6 réflexions au sujet de « Cameroun : la consolidation du bilinguisme par Paul Biya prend les critiques de court »

  1. nous devons nous désolidariser des mauvaises revendications de certains de nos compatriotes qui n’ont aucune origine légitime. le peuple camerounais a besoin de solidifier son vivre ensemble et cela passe par la création des institutions fortes comme il en est le cas avec la commission actuellement créée par le président Paul Biya pour la promotion des cultures camerounaises et le bilinguisme.

  2. certains de nos soit disant intellectuelles n’ont aucune considération des vrais problèmes du Cameroun auxquels le président Paul Biya fait face tout au long de sa gouvernance. leur problème c’est la quête du pouvoir du président Paul Biya. pourtant dans une république comme la notre nous devons mettre notre intelligence à la construction de notre pays et à la consolidation de notre constitution. le président Paul Biya a pris une très bonne initiative et ses détracteurs sont jaloux de sa stratégie de résolution des problèmes.

  3. le peuple camerounais fait confiance à leur chef de l’Etat pour cette décision de création d’une commission nationale du bilinguisme et du multiculturalisme. ceux qui n’acceptent pas cette institution sont simplement des pyromanes. chaque Etat fonctionne avec des institutions et le président Paul Biya a eu une vision sage en créant cette institution pour remédier à certains problèmes que soulèvent les couches sociales.

  4. le président Paul Biya n’a pas besoin des critiques qui n’avancent en rien dans la consolidation d’un Etat fort et uni. le président Paul Biya a pris une décision et il avance parce qu’il sait qu’il a déjà résolu un problème crucial de la société camerounaise. le Cameroun est bilingue et il le sera toujours avec sa multitude de culture.

  5. la commission est importante en ce moment et le président Paul Biya a su trouver une solution à la situation de crise qui se vit actuellement au Cameroun. le président Paul Biya ne se préoccupe pas des revendications illégitimes de sécession parce que la constitution camerounaise règle déjà ce problème.

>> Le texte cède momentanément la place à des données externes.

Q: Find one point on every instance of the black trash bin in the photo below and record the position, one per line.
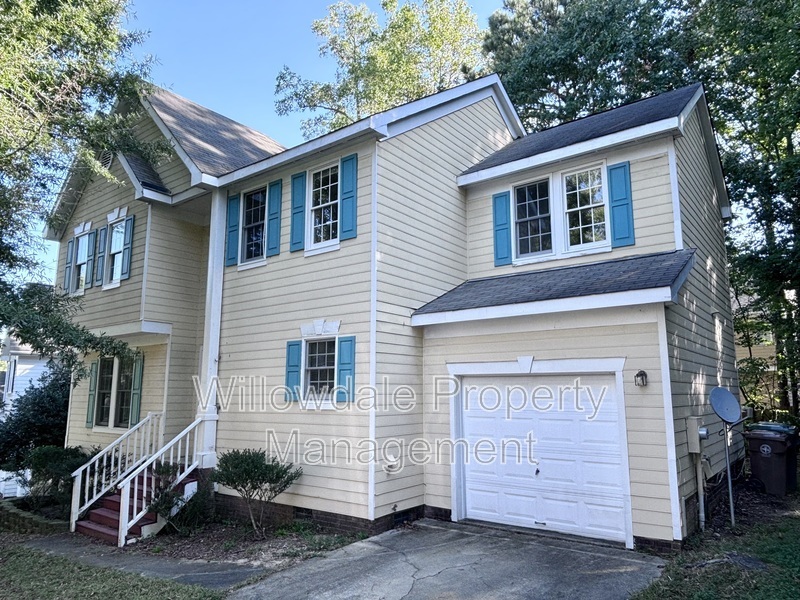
(773, 456)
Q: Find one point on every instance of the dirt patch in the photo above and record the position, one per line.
(237, 543)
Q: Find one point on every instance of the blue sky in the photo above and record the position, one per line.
(226, 55)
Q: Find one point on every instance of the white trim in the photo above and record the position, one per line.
(676, 197)
(669, 426)
(310, 248)
(135, 328)
(617, 299)
(629, 135)
(258, 260)
(212, 327)
(377, 126)
(107, 266)
(373, 328)
(527, 365)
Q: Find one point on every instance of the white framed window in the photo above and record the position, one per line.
(79, 270)
(253, 225)
(323, 208)
(114, 392)
(585, 208)
(319, 370)
(533, 219)
(116, 242)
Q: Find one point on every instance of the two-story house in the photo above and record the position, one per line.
(428, 310)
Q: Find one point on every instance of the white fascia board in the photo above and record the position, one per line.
(135, 328)
(345, 134)
(196, 175)
(662, 127)
(618, 299)
(433, 107)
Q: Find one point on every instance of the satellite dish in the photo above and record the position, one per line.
(726, 405)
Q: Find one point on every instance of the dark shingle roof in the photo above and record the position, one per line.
(620, 275)
(215, 143)
(146, 174)
(643, 112)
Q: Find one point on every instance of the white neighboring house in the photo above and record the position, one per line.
(23, 368)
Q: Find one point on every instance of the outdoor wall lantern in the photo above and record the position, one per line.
(640, 379)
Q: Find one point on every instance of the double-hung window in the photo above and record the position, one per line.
(320, 375)
(585, 208)
(253, 229)
(533, 218)
(116, 241)
(80, 266)
(324, 206)
(114, 392)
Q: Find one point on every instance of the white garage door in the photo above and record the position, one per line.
(542, 455)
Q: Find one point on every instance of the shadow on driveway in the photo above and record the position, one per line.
(434, 559)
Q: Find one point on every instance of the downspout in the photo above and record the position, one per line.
(209, 362)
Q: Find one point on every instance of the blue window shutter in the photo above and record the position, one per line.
(136, 389)
(346, 368)
(501, 206)
(620, 205)
(348, 203)
(294, 362)
(127, 249)
(92, 393)
(298, 227)
(274, 218)
(68, 265)
(232, 237)
(100, 261)
(91, 241)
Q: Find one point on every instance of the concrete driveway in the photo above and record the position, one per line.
(433, 559)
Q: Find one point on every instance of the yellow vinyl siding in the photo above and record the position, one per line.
(610, 333)
(422, 250)
(700, 326)
(153, 377)
(175, 294)
(652, 212)
(264, 307)
(103, 308)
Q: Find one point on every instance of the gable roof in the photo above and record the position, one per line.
(664, 270)
(636, 114)
(214, 143)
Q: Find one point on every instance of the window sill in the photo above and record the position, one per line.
(521, 262)
(251, 264)
(322, 249)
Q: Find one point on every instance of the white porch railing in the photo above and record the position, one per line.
(137, 489)
(102, 474)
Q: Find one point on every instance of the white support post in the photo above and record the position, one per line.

  6. la politique du président Paul Biya est objective pour l’avenir du Cameroun émergent. toute les décisions qui sont prises par le président Paul Biya sont bien pensées et surprennent certains de ses détracteurs qui se focalisent sur les débats qui ne sont pas important pour l’avenir de notre pays. nous voulons cette consolidation du bilinguisme et du multiculturalisme. ce n’est pas seulement pour les anglophones mais cela concerne tout le peuple camerounais qui est bilingue du nord au sud et de l’est à l’ouest, ayant aussi une multitude de culture qu’il a décidé de mettre en évidence dans le vivre ensemble.